A research study, with this difficult-to-recruit population of patients who had been prescribed but not yet started treatment, was commissioned. The research uncovered a range of idiosyncratic reasons for the delays that invalidated the conclusion. Real-world results enabled a recalibration of expectations and shifted the focus for marketing initiatives before investing further.
3. Commit to Understanding, Early and Often
Invariably, and unfortunately, the habitual practice of understanding patients has been deprioritized. Developing a comprehensive, unbiased view of perspectives and motivations has been delayed, and surrogates—such as HCPs, patient advocates, and ourselves—have become the markers until a direct-to-consumer initiative is required.
It’s becoming clear that this approach is flawed. Understanding real patients—“wild, not farmed salmon”—and caregivers who are involved in decisions can go a long way in determining how to market products. Investing adequately, and as early as Phase II, provides deep insight into the patient journey, allowing companies to adjust plans proactively as dynamics shift. This approach also helps in understanding the most attractive attributes of the asset and how to leverage them. Additional benefits include the ability to shape key decisions for recruitment, add design elements, provide facts and data to balance the perspectives of key opinion leaders and HCPs, and confirm the value proposition.
Illustration: An intimate understanding of the patient in the first illustration would have pre-empted investment in a low impact program. In the second illustration, understanding the patient earlier in the launch would’ve led to more efficient problem solving.
4. Integrate Social Observation into Analyses
Social listening is useful for understanding what patients are saying online, but limited in that little is known about the broader context. A social listening project becomes another “piece of paper” that requires triangulation with other sources of information.
When social listening is coupled with an understanding of actual online behavior plus context—resulting in social observation—it provides a compelling depiction of the mindset, beliefs, and behaviors relative to other topics.
Illustration: With the launch of CGRPs, the newest class of migraine treatment, there is a lot of discussion online about public advocacy. A social listening study will report that there is a lot of discussion about advocacy. Alternatively, a social observation study will provide context about how this topic “plays” versus others and if people are actively seeking to learn about supporting advocacy. The results of the latter are more useful for decision making.
5. Embrace Frameworks that Effectively Turn Information into Insight
Always consider new ways to glean insight. Alternative frameworks force diverse thinking that uncovers original ideas. In applying new schema, we encourage partners not to abandon proven approaches, as the combination reliably yields success.

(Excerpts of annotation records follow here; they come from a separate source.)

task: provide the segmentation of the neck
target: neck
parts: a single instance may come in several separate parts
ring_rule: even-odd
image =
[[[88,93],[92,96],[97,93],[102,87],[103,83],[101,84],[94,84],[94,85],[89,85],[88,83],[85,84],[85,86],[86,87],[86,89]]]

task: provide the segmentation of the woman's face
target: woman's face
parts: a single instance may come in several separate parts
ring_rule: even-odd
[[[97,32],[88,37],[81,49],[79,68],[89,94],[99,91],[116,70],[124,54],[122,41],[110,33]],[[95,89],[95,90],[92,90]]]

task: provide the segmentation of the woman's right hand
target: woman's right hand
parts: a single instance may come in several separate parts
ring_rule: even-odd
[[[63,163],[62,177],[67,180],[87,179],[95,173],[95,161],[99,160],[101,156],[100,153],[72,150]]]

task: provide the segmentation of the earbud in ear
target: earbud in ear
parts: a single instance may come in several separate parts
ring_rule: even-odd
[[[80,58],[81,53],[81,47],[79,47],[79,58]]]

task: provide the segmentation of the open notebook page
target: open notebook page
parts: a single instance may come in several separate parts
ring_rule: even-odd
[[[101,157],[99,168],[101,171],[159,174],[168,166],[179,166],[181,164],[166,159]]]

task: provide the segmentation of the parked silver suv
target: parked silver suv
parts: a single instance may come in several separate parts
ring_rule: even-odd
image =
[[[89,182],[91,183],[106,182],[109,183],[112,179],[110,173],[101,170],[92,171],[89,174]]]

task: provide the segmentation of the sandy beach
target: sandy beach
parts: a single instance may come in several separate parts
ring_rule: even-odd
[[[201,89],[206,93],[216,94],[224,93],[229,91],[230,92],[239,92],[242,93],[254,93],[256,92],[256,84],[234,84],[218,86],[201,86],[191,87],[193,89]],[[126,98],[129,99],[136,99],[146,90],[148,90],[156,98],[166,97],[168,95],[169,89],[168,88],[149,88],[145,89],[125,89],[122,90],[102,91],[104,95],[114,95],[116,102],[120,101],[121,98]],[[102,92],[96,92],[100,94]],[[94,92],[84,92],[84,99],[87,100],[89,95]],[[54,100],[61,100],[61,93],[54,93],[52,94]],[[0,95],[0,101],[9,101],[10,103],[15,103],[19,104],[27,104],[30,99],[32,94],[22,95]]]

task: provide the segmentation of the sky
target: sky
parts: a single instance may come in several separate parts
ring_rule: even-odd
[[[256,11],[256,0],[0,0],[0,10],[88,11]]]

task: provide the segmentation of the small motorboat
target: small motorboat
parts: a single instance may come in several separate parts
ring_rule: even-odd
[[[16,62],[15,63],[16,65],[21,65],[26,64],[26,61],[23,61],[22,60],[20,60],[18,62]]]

Illustration: Belief Mapping is a proven framework that helps us “think beyond the data” and consider the real-life drivers and barriers that affect perceptions and behaviors. Individual Health Belief Models (IHBM) are also extremely valuable, allowing for a comprehensive focus on the patient’s belief system and what can and can’t be impacted. Together, these models generate deeper understanding and context for research, increase the ability to identify what can/can’t change, and illuminate novel opportunities. When applied to the challenge presented in the first illustration, it’s easier to understand why patients may not be likely to initiate a discussion with their HCP.